Selasa, 11 April 2017



“SYIRIK”

 
                 
            Syirik merupakan sikap dan perilaku di mana seseorang mempercayai Allah Swt sebagai Tuhannya namun ia juga memiliki kepercayaan lain kepada selain Allah. Seseorang yang musyrik dengan demikian mengimani Allah sebagai Tuhannya, akan tetapi menjadikan “sesuatu” atau “seseorang” sebagai “tuhan tandingan” selain Allah yang diyakininya memiliki salah satu, dua atau lebih sifat Allah. Seperti, keyakinan terhadap sesuatu atau seseorang selain Allah yang mampu memberi rezeki, mencipta sesuatu, melindungi, atau menentukan kehidupan. Padahal semua itu hanya bisa dilakukan oleh Allah semata, tidak ada yang mampu melakukannya selain Allah. Sesuatu atau seseorang yang dijadikan tandingan Allah itu bisa berwujud keris, azimat, tongkat, batu aji, dukun, “orang pinter”, dan lain-lain
Syirik dalam Perspektif Alquran. Dalam akidah Islam, syirik merupakan suatu perbuatan yang menimbulkan dosa besar yang tidak akan diampuni Allah, sebelum ia bertobat. Seorang musyrik dalam Islam hampir menempati posisi yang sama dengan orang kafir. Dari ungkapan ayat-ayat Alquran tentang syirik, dapat diketahui bahwa kemusyrikan telah terjadi dari dahulu sampai saat Alquran diturunkan, hingga hari kiamat. Istilah syirik dalam Alquran mempunyai makna bersekutu, berkongsi, adanya pembanding, atau lawan dari sendirian. Dari makna yang ada, syirik merupakan suatu bentuk penyimpangan manusia dalam menjalin hubungan dengan Allah, dengan mengadakan sekutu bagi-Nya. Ragam kemusyrikan bisa berbentuk menyembah selain Allah, menyeru selain Allah, mengadakan sekutu atau tandingan terhadap Allah, dan kepercayaan ada pemelihara selain Allah. Maka solusi yang ditawarkan adalah mengajak mereka kembali kepada ketauhidan sambil berdiskusi memikirkan penciptaan alam.

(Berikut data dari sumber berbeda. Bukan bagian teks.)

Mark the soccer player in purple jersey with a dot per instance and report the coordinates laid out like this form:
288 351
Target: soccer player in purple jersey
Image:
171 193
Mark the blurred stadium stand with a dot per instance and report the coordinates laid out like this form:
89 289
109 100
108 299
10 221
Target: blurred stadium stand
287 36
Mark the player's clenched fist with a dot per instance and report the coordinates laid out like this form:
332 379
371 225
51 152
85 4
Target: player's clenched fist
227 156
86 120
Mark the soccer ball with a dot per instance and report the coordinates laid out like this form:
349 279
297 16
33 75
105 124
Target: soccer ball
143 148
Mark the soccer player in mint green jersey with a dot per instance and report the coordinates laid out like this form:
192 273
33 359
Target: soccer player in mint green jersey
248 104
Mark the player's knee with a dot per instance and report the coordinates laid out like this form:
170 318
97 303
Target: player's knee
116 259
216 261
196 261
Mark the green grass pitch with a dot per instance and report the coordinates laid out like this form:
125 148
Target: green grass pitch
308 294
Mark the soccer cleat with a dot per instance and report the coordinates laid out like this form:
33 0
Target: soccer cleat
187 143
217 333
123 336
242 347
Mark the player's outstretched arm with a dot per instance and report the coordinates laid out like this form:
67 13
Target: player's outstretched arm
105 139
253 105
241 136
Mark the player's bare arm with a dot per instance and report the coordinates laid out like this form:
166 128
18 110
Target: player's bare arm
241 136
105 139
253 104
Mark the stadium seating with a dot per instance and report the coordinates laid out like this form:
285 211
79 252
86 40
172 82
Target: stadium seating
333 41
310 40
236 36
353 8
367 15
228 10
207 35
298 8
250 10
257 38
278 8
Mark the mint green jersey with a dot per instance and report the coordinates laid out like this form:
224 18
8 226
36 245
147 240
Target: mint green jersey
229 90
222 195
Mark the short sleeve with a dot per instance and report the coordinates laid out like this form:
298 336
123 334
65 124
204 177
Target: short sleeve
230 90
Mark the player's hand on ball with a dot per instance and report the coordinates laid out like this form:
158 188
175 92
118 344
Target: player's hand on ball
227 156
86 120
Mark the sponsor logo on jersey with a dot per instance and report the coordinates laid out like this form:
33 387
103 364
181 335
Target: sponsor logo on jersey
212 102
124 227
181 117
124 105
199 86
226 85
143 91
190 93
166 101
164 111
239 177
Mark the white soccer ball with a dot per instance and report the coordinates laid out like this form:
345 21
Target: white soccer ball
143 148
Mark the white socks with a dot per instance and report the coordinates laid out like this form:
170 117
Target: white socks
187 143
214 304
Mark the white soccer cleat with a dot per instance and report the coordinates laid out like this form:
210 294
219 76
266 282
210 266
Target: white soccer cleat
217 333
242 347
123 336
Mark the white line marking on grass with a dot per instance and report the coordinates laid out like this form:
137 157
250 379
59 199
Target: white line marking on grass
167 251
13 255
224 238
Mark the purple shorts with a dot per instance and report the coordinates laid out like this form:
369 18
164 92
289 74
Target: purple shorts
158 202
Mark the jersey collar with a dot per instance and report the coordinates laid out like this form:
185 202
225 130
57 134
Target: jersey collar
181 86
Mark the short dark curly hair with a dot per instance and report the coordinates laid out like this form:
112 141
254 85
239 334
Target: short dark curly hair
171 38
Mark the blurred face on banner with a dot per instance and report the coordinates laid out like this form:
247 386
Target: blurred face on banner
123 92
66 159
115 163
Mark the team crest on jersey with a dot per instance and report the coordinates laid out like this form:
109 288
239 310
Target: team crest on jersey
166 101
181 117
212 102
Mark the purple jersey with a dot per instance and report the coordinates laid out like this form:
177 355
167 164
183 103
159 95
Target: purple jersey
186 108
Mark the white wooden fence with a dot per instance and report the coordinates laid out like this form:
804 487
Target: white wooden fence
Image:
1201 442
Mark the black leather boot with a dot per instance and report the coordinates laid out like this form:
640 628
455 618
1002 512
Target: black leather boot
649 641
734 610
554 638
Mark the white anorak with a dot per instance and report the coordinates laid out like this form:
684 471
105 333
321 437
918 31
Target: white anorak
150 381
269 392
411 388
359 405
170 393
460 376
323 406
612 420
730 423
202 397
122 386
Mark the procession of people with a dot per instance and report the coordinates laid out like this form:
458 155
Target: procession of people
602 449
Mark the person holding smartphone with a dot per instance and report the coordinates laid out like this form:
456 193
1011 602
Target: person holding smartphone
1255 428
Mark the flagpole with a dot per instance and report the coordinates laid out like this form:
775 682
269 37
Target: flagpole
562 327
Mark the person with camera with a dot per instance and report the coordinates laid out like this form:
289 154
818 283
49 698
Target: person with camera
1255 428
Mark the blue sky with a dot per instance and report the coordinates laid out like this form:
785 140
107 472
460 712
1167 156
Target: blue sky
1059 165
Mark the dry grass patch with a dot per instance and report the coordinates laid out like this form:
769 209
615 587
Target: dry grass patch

Lalu memberi peringatan mengenai dampak kemusyrikan baik di dunia maupun di akhirat
Larangan umat Islam untuk berbuat syirik di dasarkan pada firman Allah Swt yang artinya : “Sembahlah Allah dan janganlah kamu mempersekutukan-Nya dengan sesuatupun. dan berbuat baiklah kepada dua orang ibu-bapa, karib-kerabat, anak-anak yatim, orangorang miskin, tetangga yang dekat dan tetangga yang jauh, dan teman sejawat, Ibnu sabil dan hamba sahayamu. Sesungguhnya Allah tidak menyukai orang-orang yang sombong dan membangga-banggakan diri,[QS. An-Nisaa' : 36]. Pada ayat lain Allah Swt juga menjelaskan bahwa syirik adalah perbuatan yang sangat dilarang, karena termasuk dosa besar dan tidak diampuni, bahkan orang yang berbuat syirik itu menurut Allah telah sesat sejauh-jauhnya. Sebagaimana dalam menjelaskan makna syirik sebagai berikut : “Sesungguhnya Allah tidak akan mengampuni dosa syirik, dan Dia mengampuni segala dosa yang selain dari (syirik) itu, bagi siapa yang dikehendaki-Nya. Barangsiapa yang mempersekutukan Allah, Maka sungguh ia telah berbuat dosa yang besar. [QS. AnNisa':48]
Hanya Allah yang boleh di sembah, dan orang yang menyembah selain Allah adalah syirik dan boleh di bunuh.  Meminta pertolongan hanya kepada Allah, memohon pada selainnya adalah syirik. Berwasilah pada Nabi, malaikat, dan orang shaleh juga sirik. Memohon syafaat kepada selain Allah adalah syirik. Bernadzar dan bersumpah kepada selain Allah adalah syirik. Tidak percaya pada qadar adalah syirik. Syirik terbagi menjadi tiga, yaitu syirik besar, syirik kecil dan syirik kahfi. Syirik besar ada empat yaitu, syirik al-dakwah, syirik niat, syirik keinginan dan maksud, syirik taat dan syirik mahabbah. Sedangkan syirik dalam arti yang kedua adalah riya’ dan syirik dalam arti yang ketiga adalah syirik tergambar dalam sabda Rasulullah yang dikutip Muhammad bin Abdul Wahhab  yang artinya “ Syirik yang terjadi pada umat ini lebih samar dari pada hitam yang ada diatas batu hitam pada kegelapan malam.